Paramedics fired, suspended for failing to help new mom who died of stroke

A Hillsborough County official blasted their 'arrogance' and 'lack of remorse.'

September 26, 2018, 8:20 PM

Four paramedics in Florida were hit with punishments ranging from suspensions to termination on Wednesday, two months after a new mother they were sent to help died of a stroke.

Nicole Black, the mother of Crystle Galloway, who died on July 4, just a few days after she underwent a Caesarian section, told ABC News the four paramedics did not check the vital signs of her daughter and kept arguing against taking her in an ambulance, saying she couldn't afford it, even as the two kept pleading to them for help.

After a two-month investigation into the incident, one of the paramedics, Lt. John “Mike” Morris, was fired, Acting Lt.
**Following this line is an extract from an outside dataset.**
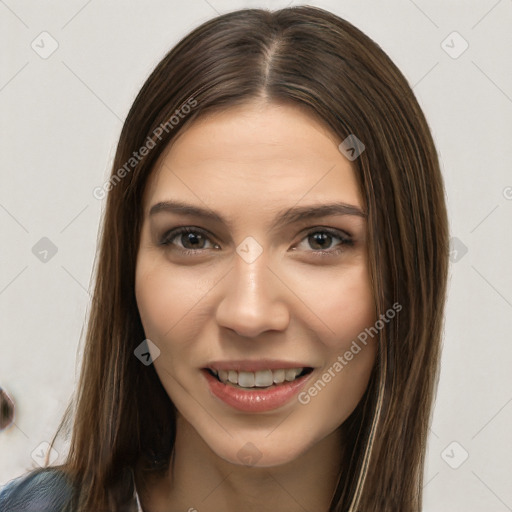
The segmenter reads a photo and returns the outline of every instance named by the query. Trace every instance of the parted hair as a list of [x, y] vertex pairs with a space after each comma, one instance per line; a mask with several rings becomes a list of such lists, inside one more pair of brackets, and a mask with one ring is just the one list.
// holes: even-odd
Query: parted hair
[[[127, 115], [111, 177], [126, 172], [106, 194], [80, 379], [53, 440], [70, 425], [59, 467], [76, 483], [74, 510], [127, 510], [130, 475], [168, 470], [173, 453], [174, 405], [153, 365], [134, 356], [145, 339], [135, 265], [148, 177], [189, 123], [262, 98], [306, 109], [341, 140], [364, 143], [352, 165], [367, 211], [376, 314], [402, 306], [379, 330], [368, 388], [341, 426], [346, 456], [329, 510], [421, 510], [448, 267], [438, 156], [386, 53], [348, 21], [309, 6], [243, 9], [203, 23], [158, 63]], [[179, 123], [170, 123], [176, 112]], [[126, 167], [148, 142], [151, 150]]]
Cortney Barton and Fire Medic Andrew J. Martin were suspended without pay and Fire Medic Justin Sweeney demoted and suspended without pay, the Hillsborough County said on Wednesday.

"I feel relieved because this means maybe one more black person might live, one more person in a minority neighborhood or a poverty-stricken neighborhood is going to live," Black told ABC News.

In a blistering statement, Hillsborough County Administrator Mike Merrill on Friday criticized the four paramedics for their refusal to accept responsibility for the delay —without which he said Galloway would have had a much better chance at being alive — during their interviews with investigators.

"The factors that weighed heavily on me as I made this decision, other than their failure to deliver service and follow clear protocols to check vitals, were their lack of remorse, and in fact, in some cases, outright arrogance," Merrill said.

"Everybody who calls for help deserve to have both of these — they need to know they're getting the most complete service and the best service. On the morning of July 4th, Crystle Galloway received neither."

Galloway's mother Nicole Black told ABC News the paramedics had spent at least 35 minutes arguing and actively dissuading the two from using an ambulance, saying they would not be able to afford it. In the end, Black took her daughter to the hospital in her car but by then it was too late.

"I'm not even mad at them. I'm just so hurt," Black said. "Imagine your daughter screaming for help, your child, the person you love the most. And you got men standing in front of you telling you, 'Oh no, we're not going to take you to the hospital. You can't afford to go to the hospital.'"

Merrill said the investigation had found no evidence that the four paramedics had tried to dissuade the two from being taken in an ambulance.

Mike Morris, the fire medic in charge at the scene, was meted out the most severe punishment — termination — because he had said he would do the same thing over again and that he doesn't need to check the vitals of patients because he can gauge them just by looking, Merrill said.

Of the other three, Fire Medic Justin Sweeney had spent the most time at Galloway's bedside and had the most opportunity to check her vital signs and administer help, Merrill said. Since he did not do these, he was demoted in addition to being suspended for 30 days without pay.

Barton and Martin were suspended for 30 days without pay.

ABC News reached out to the International Association of Firefighters Local 2294, the county firefighters union, for comment but did not immediately receive a reply. In July, union president Derrik Ryan told the Tampa Bay Times that he did not see the actions as a "firing offense."

"We’re not in the business of talking people out of going to the hospital," he said.